Your mindful interest is great, it’s proof that you are turned towards life, but how you express your internal feelings of disappointment when things don’t go as planned is important. Disappointment is the evil twin of encouragement. You can easily transform your external manifestation of disappointment into an external manifestation of encouragement and life will improve.

Both encouragement and disappointment are reinforcers, meaning that when they occur at or around the time of a behavior, they impact the future frequency and level of mastery of that behavior. Encouragement is a positive reinforcer, probably the most powerful one of all, and when used appropriately, that is when levels of encouragement and praise are commensurate with variables like difficulty, effort, and time put in, people always feel better about themselves, their relationships, and their lives. They spend their time happy, thinking about how to improve upon their successes, instead of miserable, desperately searching for ways to avoid more failures.

Transforming disappointment into encouragement is easy because like we said at the beginning, both states have as their psychological foundation the fact that you are engaged and invested. You are passionately turned towards the object of your interest. As long as the goal is mastery of a behavior, why not use the way to get there that provides the best chance of success and makes everyone feel great?

Encouragement relies on figuring out what went wrong and then setting up a reinforcement schedule that rewards behaviors likely to elicit success on the next go around. Feelings of negativity, being let down, threats, admonishments, and all the other manifestations that mire people in negativity can be completely avoided. There is a much better chance of achieving a goal and maintaining success with positive reinforcement because there are no negative side effects to deal with like apathy, violence, depression, bitterness, sadness, or envy. These emotional states are all likely outcomes of learning new behaviors using negative reinforcement, because a negative reinforcement always includes an aversive, which is harmful for the psyche.

It comes down to a simple question. Would you rather try to succeed by seeking and receiving approval and encouragement from yourself and others when you are doing a good job, or try to succeed by avoiding disapproval and dealing with all of the negative feelings that go along with it when you do fail? People feel much better when they get rewarded for their successes, however small these might be. Any movement towards the goal is grounds for positive reinforcement in the form of praise and encouragement.
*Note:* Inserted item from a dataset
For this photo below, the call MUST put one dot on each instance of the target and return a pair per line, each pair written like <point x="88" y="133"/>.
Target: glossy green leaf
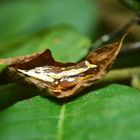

When the brain interprets a stimulus as a positive reinforcement the neurotransmitter dopamine fires. Dopamine is associated with the reward system in the brain. When dopamine fires, not only does it make you feel really good, but it also acts as a glue that binds newly formed neurons together into new neural pathways. This makes it more likely that the new behavior will stick and that you will be able to build upon it, because as the pathways get bigger and stronger they let you perform the behavior with less and less conscious attention, more fluidly, until finally this behavior just becomes a part of you. Encouragement doesn’t just feel really good, it also gives the brain its best chance to hardwire a behavior.